Mengembangkan karakter sejak dini merupakan salah satu tugas orang tua. Meski di sekolah juga kerap diajarkan tentang pengembangan karakter namun tetap saja sebagai orang tua Anda punya peranan lebih dalam pembangunan karakter anak.

Jika Anda ingin mereka tumbuh menjadi pribadi berkualitas maka tidak ada salahnya untuk menerapkan beberapa tips di bawah ini.

  1. Jadi role model

Anak-anak adalah peniru paling baik. Oleh sebab itu, para orang tua harus menjadi role model bagus. Tunjukkan kualitas karakter serta tanamkan nilai-nilai yang baik agar mereka menirunya sejak dini.

  1. Tunjukkan rasa empati

Empati merupakan salah satu faktor terpenting dalam pembentukan karakter seseorang.
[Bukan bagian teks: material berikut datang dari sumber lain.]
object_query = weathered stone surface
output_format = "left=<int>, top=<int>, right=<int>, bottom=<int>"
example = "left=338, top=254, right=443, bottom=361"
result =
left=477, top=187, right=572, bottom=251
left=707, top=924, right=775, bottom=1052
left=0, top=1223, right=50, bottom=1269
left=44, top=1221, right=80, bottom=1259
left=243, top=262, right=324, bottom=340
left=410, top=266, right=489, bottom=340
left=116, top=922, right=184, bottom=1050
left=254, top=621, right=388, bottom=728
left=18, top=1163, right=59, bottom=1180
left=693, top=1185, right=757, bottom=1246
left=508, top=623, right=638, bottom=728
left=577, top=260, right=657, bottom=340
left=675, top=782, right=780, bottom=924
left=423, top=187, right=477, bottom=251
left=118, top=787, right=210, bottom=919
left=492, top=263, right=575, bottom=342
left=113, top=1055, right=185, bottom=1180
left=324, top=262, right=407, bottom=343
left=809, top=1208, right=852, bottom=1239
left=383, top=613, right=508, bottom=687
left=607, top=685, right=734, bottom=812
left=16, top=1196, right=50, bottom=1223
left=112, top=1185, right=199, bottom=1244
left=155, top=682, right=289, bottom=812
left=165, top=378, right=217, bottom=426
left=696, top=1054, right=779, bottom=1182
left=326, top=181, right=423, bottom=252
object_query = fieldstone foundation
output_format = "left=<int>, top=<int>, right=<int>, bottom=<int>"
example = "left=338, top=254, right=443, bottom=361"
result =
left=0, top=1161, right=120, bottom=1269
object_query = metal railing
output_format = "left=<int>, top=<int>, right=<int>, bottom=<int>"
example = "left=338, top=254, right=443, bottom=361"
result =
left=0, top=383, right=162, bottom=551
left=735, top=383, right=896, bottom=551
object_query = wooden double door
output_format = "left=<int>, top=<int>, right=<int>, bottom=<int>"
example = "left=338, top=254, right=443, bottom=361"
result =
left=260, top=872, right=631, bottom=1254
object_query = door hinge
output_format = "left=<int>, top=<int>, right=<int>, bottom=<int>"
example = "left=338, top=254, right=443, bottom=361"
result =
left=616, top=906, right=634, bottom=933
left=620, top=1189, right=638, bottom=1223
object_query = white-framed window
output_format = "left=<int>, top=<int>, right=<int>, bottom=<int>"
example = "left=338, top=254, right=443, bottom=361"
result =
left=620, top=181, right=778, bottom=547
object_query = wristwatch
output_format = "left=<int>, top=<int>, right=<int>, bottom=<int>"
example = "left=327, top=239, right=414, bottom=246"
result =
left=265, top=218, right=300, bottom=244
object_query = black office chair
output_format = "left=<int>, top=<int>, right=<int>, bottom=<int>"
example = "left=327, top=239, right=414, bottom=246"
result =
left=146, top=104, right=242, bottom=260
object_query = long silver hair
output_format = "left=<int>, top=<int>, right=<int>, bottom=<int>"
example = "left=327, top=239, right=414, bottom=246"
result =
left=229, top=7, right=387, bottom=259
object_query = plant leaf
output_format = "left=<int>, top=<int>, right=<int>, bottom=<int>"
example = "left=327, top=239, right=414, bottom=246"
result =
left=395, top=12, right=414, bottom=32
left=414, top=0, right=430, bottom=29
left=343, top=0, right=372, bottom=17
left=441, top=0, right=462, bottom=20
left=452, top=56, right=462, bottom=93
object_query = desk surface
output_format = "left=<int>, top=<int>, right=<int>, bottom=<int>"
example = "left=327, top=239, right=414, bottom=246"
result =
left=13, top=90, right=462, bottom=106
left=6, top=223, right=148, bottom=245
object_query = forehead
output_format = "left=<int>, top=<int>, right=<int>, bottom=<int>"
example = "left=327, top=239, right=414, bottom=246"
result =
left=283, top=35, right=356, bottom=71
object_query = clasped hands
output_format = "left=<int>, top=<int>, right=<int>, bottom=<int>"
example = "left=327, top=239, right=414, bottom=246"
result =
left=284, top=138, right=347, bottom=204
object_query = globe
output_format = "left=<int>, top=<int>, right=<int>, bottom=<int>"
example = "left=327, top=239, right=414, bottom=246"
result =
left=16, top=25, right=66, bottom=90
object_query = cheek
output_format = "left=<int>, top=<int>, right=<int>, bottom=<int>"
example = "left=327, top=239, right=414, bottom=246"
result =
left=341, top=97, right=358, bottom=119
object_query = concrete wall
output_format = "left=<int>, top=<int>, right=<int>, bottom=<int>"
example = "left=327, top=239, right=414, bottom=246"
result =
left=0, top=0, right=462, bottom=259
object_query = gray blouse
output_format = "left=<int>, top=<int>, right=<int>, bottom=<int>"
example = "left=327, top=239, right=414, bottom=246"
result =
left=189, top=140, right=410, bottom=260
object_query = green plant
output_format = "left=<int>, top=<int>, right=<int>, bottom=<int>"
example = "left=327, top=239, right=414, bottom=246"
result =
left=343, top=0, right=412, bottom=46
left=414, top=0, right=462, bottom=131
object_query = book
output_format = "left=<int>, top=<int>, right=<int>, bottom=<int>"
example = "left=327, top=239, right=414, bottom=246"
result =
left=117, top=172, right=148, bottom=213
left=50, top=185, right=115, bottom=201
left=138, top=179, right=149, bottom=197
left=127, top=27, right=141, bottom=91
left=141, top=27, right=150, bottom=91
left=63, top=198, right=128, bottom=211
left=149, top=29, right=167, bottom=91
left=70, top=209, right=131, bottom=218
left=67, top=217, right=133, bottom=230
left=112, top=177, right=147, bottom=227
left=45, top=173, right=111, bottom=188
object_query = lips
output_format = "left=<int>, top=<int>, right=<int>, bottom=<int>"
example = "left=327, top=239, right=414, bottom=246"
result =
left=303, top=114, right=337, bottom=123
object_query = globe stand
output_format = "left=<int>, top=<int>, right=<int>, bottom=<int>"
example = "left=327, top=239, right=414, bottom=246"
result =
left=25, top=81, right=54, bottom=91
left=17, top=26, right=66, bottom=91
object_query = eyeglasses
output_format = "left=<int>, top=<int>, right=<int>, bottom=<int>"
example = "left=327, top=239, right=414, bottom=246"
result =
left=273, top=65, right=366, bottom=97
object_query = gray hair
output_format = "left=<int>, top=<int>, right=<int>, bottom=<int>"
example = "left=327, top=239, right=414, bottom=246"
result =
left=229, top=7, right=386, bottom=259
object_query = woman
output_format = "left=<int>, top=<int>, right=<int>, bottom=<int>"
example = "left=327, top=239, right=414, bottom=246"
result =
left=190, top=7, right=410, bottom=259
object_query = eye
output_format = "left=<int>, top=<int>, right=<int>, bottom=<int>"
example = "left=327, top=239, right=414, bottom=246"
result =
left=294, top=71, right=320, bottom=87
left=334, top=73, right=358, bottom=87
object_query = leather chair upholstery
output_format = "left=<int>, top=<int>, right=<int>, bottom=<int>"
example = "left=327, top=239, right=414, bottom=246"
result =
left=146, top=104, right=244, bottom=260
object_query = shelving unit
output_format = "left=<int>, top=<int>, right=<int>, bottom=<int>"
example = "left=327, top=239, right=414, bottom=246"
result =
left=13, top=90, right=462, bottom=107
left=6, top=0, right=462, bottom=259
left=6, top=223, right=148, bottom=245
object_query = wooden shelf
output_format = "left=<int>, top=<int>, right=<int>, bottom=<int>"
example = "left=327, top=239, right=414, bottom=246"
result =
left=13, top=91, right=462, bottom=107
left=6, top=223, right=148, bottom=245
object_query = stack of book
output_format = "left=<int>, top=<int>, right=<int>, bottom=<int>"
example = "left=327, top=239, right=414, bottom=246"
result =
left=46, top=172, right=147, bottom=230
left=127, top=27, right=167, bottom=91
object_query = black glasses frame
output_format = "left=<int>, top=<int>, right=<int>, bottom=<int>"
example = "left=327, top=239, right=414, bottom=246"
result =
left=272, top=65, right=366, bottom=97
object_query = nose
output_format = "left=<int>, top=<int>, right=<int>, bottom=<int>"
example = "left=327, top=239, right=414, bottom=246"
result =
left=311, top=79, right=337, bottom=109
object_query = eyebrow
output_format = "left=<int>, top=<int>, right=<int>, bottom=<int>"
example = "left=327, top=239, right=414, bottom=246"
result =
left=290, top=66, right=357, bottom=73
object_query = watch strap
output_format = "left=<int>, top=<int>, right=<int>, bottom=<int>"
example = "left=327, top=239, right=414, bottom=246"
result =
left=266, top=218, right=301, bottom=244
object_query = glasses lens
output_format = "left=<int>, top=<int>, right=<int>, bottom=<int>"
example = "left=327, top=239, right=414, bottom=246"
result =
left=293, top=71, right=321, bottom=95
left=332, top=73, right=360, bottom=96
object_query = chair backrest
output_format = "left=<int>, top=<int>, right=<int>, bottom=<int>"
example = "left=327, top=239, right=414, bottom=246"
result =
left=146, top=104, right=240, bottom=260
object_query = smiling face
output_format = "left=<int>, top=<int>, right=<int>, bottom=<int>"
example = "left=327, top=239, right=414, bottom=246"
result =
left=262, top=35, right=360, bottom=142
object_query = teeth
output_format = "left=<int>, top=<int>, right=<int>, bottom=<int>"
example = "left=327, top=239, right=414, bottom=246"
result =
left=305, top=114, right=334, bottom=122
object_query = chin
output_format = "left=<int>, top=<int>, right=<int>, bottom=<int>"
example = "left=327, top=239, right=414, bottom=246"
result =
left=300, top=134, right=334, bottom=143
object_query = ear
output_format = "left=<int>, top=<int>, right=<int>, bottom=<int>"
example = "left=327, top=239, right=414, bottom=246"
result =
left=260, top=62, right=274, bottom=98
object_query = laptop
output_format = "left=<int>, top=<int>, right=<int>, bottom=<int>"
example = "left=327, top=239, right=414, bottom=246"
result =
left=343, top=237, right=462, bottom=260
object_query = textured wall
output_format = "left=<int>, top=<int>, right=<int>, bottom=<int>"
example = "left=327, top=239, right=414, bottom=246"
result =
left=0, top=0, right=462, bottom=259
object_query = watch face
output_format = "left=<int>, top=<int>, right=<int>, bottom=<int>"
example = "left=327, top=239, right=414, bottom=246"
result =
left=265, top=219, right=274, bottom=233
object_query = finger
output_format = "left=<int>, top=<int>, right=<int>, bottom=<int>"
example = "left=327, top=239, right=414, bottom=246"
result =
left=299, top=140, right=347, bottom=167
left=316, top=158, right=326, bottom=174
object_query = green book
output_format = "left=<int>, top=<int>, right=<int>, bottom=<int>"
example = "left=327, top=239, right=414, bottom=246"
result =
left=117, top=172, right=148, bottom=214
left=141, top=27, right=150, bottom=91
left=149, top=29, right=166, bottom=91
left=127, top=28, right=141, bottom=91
Jika sejak kecil mereka sudah diajarkan tentang berempati maka kelak saat dewasa anak akan tumbuh menjadi seorang penyayang dan rasa sosial tinggi. Anak akan mampu belajar untuk memahami kondisi orang lain serta berbagi kepada sesama.

  1. Gunakan momen yang baik

Membangun karakter seorang anak memang tidak mudah. Diperlukan waktu serta tenaga besar. Selain itu, Anda sebagai orang tua juga harus tahu kapan waktu tepat untuk mengajarkan sesuatu kepada mereka.

Orang tua perlu tahu kapan momen paling tepat untuk mulai membangun karakter terhadap anak-anaknya. Misalnya saja saat mereka melakukan kesalahan. Selain memberikan kesempatan menjelaskan dan memperbaiki diri, orang tahu juga perlu memberikan konsekuensi sendiri jika berbuat salah kepada anak.

  1. Menceritakan pengalaman

Kalimat ’pengalaman adalah guru terbaik’ rasanya masih tetap relevan sampai sekarang. Namun, bukan berarti mereka harus mengalami sesuatu sama dengan orang tuanya untuk bisa memetik pelajaran dari suatu kejadian.

Anda bisa menggunakan metode cerita untuk mengenalkan mereka tentang pengalaman serta nilai-nilai kehidupan yang berlaku di lingkungannya. Bila diperlukan lakukanlah diskusi singkat dengan mereka namun menggunakan bahasa yang mudah dipahami oleh anak-anak seusianya.

  1. Memberikan apresiasi pada anak

Memberikan apresiasi untuk menunjukkan rasa bangga bukanlah hal berlebihan. Orang tua sebaiknya jangan ragu memuji atau menunjukkan rasa bangga terhadap pencapaian sang buah hati asalkan hal tersebut selalu ditujukan kepada hal-hal positif.

Berikut merupakan sedikit tips namun ampuh dan bisa digunakan oleh para orang tua untuk membangun karakter anak sejak dini. Namun, perlu dicatat jika setiap anak memiliki karakter, kepribadian serta keinginan yang berbeda. Oleh sebab itu, cara membangun karakter mereka juga akan berbeda-beda.